2026.02.03
Aflatoxins are one of the most important mycotoxins, or fungal toxins, which contaminate food products and pose a threat to human and animal health. Due to the significance of this fungal toxin in the food industry and the need for better understanding of it, this article addresses the production of aflatoxins, the types of aflatoxins, foods susceptible to contamination with this fungal toxin, as well as their risks to humans and economic losses.
Aflatoxins and the Fungi That Produce Them
Aflatoxins are one of the most important fungal toxins, produced by approximately 24 species of Aspergillus fungi. The Aspergillus fungus was first named by an Italian priest and biologist because, under the microscope, it resembled an aspergillum a tool used to sprinkle holy water.
Aspergillus flavus and Aspergillus parasiticus are the most common fungi that produce the four main types of aflatoxins: B1, B2, G1, and G2. These fungi can be distinguished based on the color of their colonies. The colony of Aspergillus flavus appears yellowish-green or olive-green (Figure A), whereas the colony of Aspergillus parasiticus appears dark green (Figure B).

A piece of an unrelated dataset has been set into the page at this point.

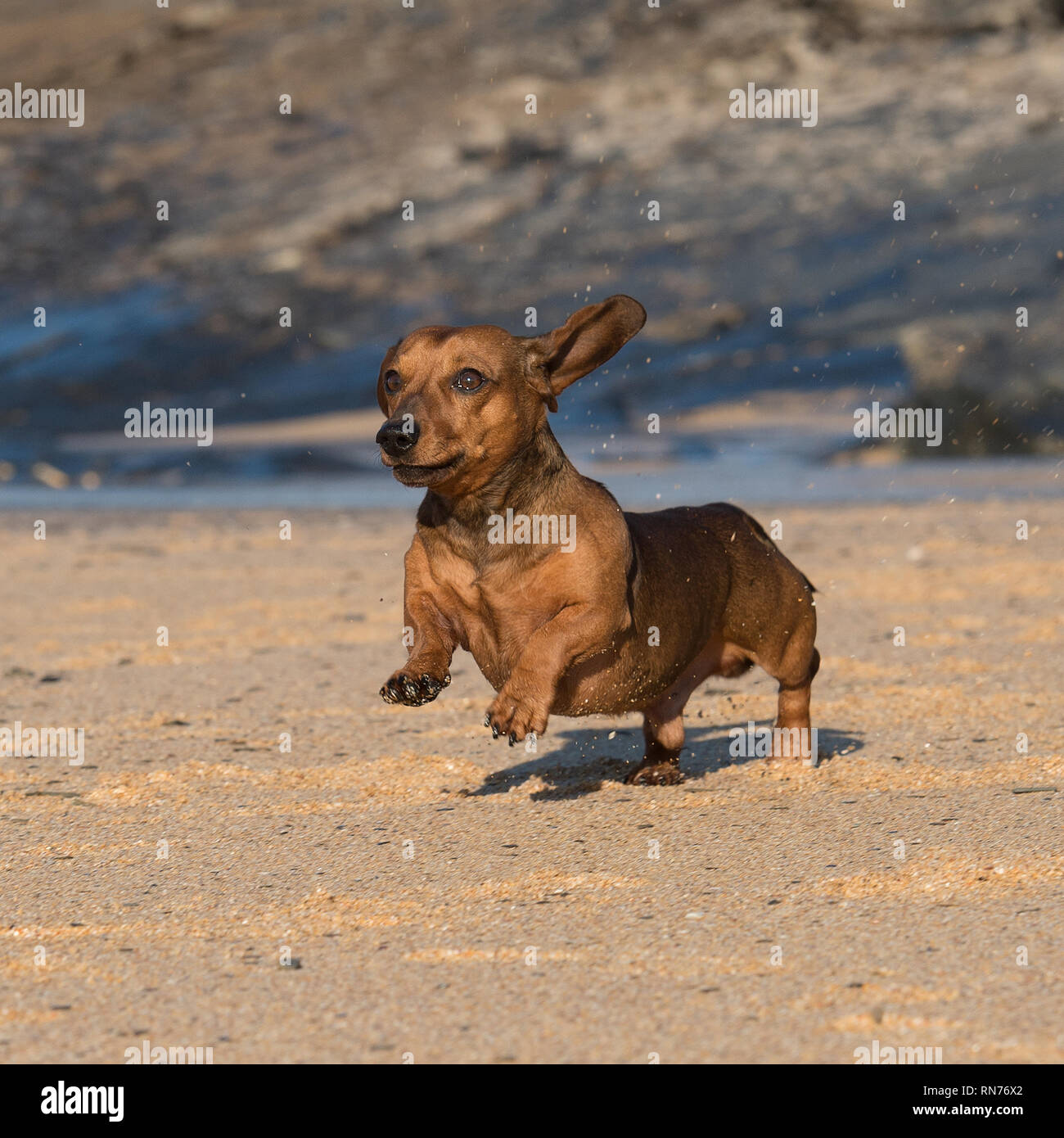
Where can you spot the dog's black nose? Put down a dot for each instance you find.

It appears that Aspergillus parasiticus is more adapted to the soil environment and is more prominent in peanut contamination, whereas Aspergillus flavus is more adapted to the aerial parts and is more prominent in the contamination of grains, tree nuts, and cotton seeds.
Agricultural products can be contaminated with Aspergillus fungi before and after harvest, as well as during storage and transportation. Sometimes, a product may become contaminated with the fungus in the field but show no signs of contamination until after transportation and storage, at which point contamination may emerge during the storage period.

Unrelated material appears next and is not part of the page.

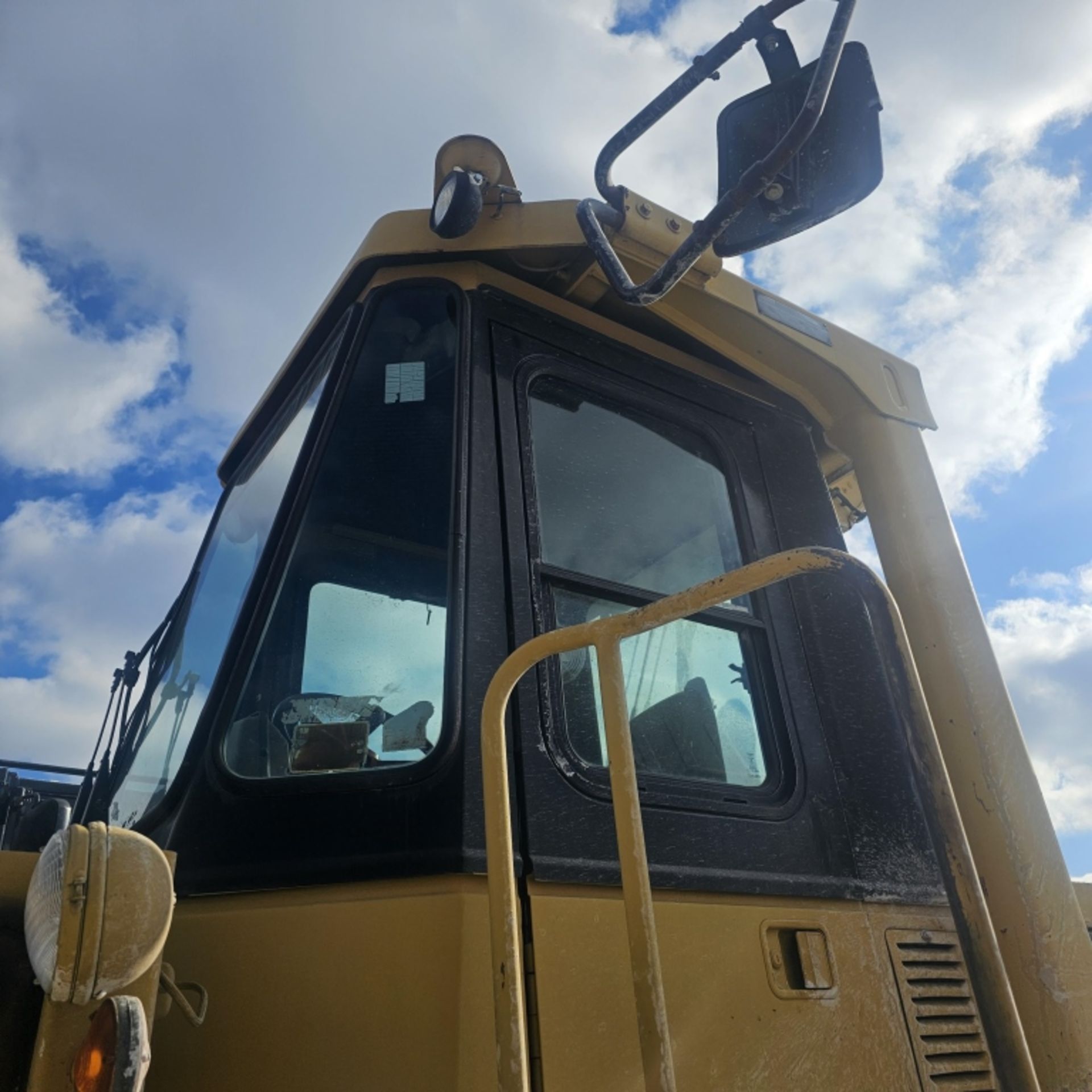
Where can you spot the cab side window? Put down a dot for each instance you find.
(351, 672)
(628, 508)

Common Types of Aflatoxins in the Food Industry
Aflatoxins B1 and B2:
Aflatoxin B fluoresces under ultraviolet and blue light, which is why this aflatoxin is designated with the letter B. Structurally, aflatoxin B1 is similar to aflatoxin B2, with the difference that aflatoxin B1 has one additional double bond (between carbons 8 and 9). Aflatoxins B1 and B2 are produced by certain Aspergillus species, the most common of which are Aspergillus flavus and Aspergillus parasiticus. In addition, aflatoxin B2a also exists, which can be produced either directly by these fungi or as a derivative of aflatoxin B1. Aflatoxin B1 is the most common type of aflatoxin and is a thousand times more potent in carcinogenicity than benzo[a]pyrene.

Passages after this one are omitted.